The example of singular $\theta$ also shows that $\kappa$ can be ${\lt}\theta$-supercompact without being uniformly ${\lt}\theta$-supercompact, since the latter would imply full $\theta$-supercompactness, when $\theta$ is singular, but the former does not. The same kind of reasoning separates uniform from non-uniform ${\lt}\theta$-supercompactness, even when $\theta$ is regular.
Theorem. If $\kappa$ is uniformly ${\lt}\theta$-supercompact for an inaccessible cardinal $\theta$, then there is a transitive inner model in which $\kappa$ is ${\lt}\theta$-supercompact, but not uniformly ${\lt}\theta$-supercompact.
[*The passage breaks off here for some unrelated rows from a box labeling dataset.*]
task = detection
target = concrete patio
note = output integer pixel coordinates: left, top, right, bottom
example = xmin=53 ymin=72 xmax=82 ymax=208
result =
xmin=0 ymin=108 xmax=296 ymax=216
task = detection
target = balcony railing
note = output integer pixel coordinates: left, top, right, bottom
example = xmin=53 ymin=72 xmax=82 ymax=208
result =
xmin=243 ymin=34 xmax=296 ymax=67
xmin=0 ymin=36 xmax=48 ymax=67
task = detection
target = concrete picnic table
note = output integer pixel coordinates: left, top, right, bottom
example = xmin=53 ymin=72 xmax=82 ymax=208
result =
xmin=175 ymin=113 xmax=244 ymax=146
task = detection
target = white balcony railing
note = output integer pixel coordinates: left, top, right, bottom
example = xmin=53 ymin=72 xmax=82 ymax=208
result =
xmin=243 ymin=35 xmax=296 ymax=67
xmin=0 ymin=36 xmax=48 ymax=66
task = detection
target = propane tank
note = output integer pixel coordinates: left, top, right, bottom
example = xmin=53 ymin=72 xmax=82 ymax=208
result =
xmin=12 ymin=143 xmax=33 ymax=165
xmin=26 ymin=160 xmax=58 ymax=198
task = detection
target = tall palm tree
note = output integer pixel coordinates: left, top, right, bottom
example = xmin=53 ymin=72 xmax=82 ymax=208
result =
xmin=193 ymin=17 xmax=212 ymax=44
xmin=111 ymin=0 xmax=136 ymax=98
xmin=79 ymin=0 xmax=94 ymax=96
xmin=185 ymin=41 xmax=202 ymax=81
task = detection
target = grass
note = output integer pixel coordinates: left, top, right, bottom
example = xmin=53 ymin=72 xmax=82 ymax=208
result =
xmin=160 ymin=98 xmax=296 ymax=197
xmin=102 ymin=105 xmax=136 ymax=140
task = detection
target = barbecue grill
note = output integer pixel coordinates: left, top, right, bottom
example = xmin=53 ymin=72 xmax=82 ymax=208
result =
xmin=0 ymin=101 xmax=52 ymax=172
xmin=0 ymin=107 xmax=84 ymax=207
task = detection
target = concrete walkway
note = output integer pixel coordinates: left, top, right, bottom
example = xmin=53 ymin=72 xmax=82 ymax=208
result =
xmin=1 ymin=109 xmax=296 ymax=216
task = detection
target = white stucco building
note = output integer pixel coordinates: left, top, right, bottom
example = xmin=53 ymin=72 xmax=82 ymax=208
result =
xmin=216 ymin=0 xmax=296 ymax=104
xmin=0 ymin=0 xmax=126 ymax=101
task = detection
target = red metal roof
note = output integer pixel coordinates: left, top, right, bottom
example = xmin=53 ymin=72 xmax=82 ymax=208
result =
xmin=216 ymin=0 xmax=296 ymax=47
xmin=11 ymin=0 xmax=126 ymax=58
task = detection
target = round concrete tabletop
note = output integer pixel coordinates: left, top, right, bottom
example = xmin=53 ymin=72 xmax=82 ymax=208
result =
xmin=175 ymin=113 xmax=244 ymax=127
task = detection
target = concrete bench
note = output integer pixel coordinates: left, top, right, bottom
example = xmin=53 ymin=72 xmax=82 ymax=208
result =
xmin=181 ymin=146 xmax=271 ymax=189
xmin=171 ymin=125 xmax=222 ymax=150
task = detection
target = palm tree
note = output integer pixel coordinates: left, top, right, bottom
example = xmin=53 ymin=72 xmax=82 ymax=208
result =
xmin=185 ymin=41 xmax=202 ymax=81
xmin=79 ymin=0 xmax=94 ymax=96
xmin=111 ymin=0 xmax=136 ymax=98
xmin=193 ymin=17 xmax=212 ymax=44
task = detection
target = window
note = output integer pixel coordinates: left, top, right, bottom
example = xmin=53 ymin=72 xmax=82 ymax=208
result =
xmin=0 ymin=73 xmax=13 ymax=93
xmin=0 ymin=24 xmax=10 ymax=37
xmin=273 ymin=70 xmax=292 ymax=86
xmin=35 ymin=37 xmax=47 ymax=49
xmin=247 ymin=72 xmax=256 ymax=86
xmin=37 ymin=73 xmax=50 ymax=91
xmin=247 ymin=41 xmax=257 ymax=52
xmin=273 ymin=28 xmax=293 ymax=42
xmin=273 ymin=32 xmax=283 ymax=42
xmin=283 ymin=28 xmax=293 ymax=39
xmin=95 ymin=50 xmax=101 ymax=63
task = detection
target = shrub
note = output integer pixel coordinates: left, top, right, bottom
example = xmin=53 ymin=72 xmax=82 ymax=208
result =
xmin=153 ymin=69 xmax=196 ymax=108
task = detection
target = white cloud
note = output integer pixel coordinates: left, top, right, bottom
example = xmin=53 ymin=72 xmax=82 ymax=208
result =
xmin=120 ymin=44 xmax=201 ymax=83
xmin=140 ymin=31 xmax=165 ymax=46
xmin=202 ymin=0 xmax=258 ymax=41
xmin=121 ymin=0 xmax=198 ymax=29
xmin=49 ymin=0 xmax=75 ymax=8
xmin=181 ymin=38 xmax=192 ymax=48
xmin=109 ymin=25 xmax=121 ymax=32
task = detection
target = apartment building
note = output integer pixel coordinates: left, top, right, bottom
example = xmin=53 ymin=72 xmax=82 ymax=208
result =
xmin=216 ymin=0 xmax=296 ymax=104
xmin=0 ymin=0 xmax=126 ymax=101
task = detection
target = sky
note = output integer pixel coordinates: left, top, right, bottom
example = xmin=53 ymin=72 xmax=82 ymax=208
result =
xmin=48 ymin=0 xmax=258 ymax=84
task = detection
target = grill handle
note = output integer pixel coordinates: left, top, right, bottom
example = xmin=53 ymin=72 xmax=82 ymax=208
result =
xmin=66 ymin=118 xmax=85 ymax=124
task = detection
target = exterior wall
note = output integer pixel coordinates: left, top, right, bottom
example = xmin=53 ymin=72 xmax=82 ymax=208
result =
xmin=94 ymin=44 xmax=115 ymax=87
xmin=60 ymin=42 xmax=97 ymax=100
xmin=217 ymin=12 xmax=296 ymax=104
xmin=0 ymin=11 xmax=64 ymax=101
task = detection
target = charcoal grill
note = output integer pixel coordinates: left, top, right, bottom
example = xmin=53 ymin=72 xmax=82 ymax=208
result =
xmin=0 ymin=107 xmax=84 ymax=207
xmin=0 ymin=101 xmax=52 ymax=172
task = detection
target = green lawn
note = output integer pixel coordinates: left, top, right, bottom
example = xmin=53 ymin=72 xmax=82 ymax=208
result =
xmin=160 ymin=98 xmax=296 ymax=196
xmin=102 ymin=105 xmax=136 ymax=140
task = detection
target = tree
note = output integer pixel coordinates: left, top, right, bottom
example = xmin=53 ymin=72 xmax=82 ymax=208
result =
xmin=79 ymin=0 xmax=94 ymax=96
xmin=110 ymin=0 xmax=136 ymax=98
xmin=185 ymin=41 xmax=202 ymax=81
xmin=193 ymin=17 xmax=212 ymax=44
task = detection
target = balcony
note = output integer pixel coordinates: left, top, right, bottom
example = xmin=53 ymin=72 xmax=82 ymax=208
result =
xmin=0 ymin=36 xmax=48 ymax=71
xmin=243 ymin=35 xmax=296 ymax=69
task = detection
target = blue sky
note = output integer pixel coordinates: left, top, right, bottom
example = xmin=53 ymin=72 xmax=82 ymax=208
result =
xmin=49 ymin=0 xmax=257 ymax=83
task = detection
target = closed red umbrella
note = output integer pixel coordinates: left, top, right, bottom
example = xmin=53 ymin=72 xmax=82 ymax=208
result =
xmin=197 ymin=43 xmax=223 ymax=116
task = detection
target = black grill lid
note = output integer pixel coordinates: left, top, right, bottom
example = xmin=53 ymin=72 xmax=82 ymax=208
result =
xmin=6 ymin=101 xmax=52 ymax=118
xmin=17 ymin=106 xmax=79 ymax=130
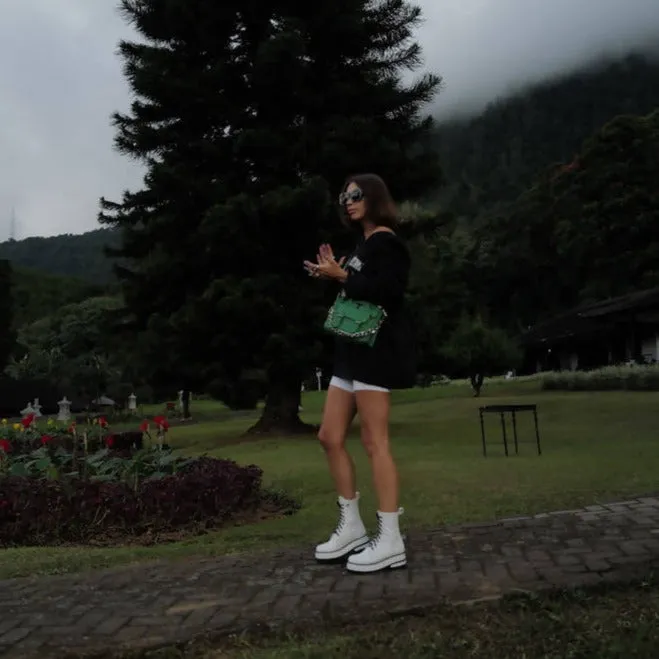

Proof. Suppose that $\kappa$ is uniformly ${\lt}\theta$-supercompact, witnessed by embedding $j:V\to M$, with $M^{\lt\theta}\subset M$, and furthermore assume that $j(\kappa)$ is as small as possible among all such embeddings. It follows that there can be no coherent $\theta$-system of normal fine measures for $\kappa$ inside $M$, for if there were, the direct limit of the associated embedding would send $\kappa$ below $j(\kappa)$, which from the perspective of $M$ is a measurable cardinal far above $\kappa$ and $\theta$. But meanwhile, $\kappa$ is $\beta$-supercompact in $M$ for every $\beta<\theta$. Thus, $\kappa$ is ${\lt}\theta$-supercompact in $M$, but not uniformly ${\lt}\theta$-supercompact, and so the notions do not coincide. QED
Meanwhile, if $\theta$ is weakly compact, then the two notions do coincide. That is, if $\kappa$ is ${\lt}\theta$-supercompact (not necessarily uniformly), and $\theta$ is weakly compact, then in fact $\kappa$ is uniformly ${\lt}\theta$-supercompact, since one may consider a model $M$ of size $\theta$ with $\theta\in M$ and $V_\theta\subset M$, and apply a weak compactness embedding $j:M\to N$. The point is that in $N$, we get that $\kappa$ is actually $\theta$-supercompact in $N$, which provides a uniform sequence of measures below $\theta$.